Search services likely to be accessed by children
Where search services are likely to be accessed by children, additional duties will apply:
- children's risk assessment: identifying risks to children having regard to the age groups of users and the way in which that particular search services, organises and presents results of a search
- protection of children's online safety: where a children’s risk assessment of a service identifies the presence of content that is harmful to children, a duty to notify Ofcom.
The Category 1 enhanced duties set out above in relation to user-to-user services will not apply to regulated search services.
The OSB defines content as “harmful” if the service provider has reasonable grounds to believe that there is a material risk of the content having, or indirectly having, a significant adverse physical or psychological impact on a child or adult.
Compliance with the OSB is to be overseen and enforced by Ofcom.
As above, one of the general duties for in scope businesses will be to keep records of risk assessments and any steps taken to comply with duties. The OSB will empower Ofcom to provide an “information notice” to businesses to compel disclosure of this information to determine compliance with the OSB.
Ofcom will also gain new powers to issue a “technology warning notice” to a business where Ofcom considers it is failing to comply with the OSB duty to minimise the presence of the most serious illegal content such as terrorism content. Ofcom will then be able to require the removal of content or, in the case of a search engine provider, search results.

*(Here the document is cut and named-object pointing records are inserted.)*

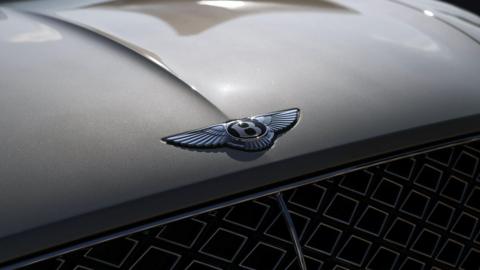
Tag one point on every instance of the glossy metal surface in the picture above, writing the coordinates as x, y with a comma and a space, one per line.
87, 91
256, 133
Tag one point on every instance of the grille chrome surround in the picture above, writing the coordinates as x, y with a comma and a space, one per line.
387, 229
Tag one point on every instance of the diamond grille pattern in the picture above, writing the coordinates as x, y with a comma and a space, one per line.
415, 213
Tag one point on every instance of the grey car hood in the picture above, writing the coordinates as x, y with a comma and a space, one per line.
87, 91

Where non-compliance continues following an Ofcom notice, Ofcom will have power to issue fines of up to £18 million or 10% of global annual turnover, whichever is higher, should non-compliance persist after a ‘provisional notice of enforcement action’. The OSB will also make it a criminal offence to fail to comply with information requests from Ofcom, with responsibility falling to senior managers of the business.
If the OSB is passed as drafted, it will require Ofcom to prepare codes of practice to assist businesses providing regulated services in complying with their duties of care. Businesses must comply with the codes or demonstrate that an alternative approach is equally effective. It is difficult at this stage to anticipate what the Ofcom codes will provide for, but the Government has published guidance to help businesses protect users from online harm. Although this guidance is not intended to fill the role of the OSB, it is intended to help businesses take steps now to keep users safe and to comply with the OSB in anticipation of it becoming legislation.